Cyberpunk 2077's launch in December 2020 was full of controversy surrounding the state of the game, from bugs to missing or lackluster features to a console port so poor that Sony decided to remove the game from the official PlayStation store during a very busy holiday season.

The PC side fared a lot better, that is, if you had a powerful GeForce RTX 30 Series GPU to enable ray-tracing effects and DLSS rendering for performance. That said, things like broken enemy AI and bugs were prevalent in all game versions, sparking months and years of continual updates to bring the game closer to its original promise.
With the upcoming release of the Phantom Liberty expansion set to overhaul many of the game's core systems and Cyberpunk 2077 being in a state you'd consider very solid and stable on all platforms, the PC release on Steam has finally hit that all-important 'Very Positive' review rating covering 546,967 user reviews in total.
And CD Projekt Red's global community director Marcin Momot thanked fans "for acknowledging all the hard work the team has put in over the years since the release." 'Very Positive' for Steam means that over 80% of user reviews have given the game a thumbs up.
Does this mean an 'Overwhelmingly Positive' rating is on the cards, which is relegated to titles with a 95% or higher positive review score?
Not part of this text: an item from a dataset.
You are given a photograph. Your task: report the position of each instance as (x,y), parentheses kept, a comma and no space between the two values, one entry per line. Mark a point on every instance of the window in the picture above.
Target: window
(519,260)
That will all depend on the impact of the upcoming Phantom Liberty expansion. Odds are 'Very Positive' is where Cyberpunk 2077's Steam rating will stay, as many users have not returned to the game since its PC debut and have moved on.
There's no denying that Cyberpunk 2077's launch was a bit of a trainwreck, but that hasn't stopped CD Projekt Red from attempting to rewrite history. With CD Projekt's VP of PR and communication, Michał Platkow-Gilewski telling GamesIndustry.biz, "I actually believe Cyberpunk on launch was way better than it was received, and even the first reviews were positive. Then it became a cool thing not to like it. We went from hero to zero really fast. That was the tough moment. We didn't know what was happening."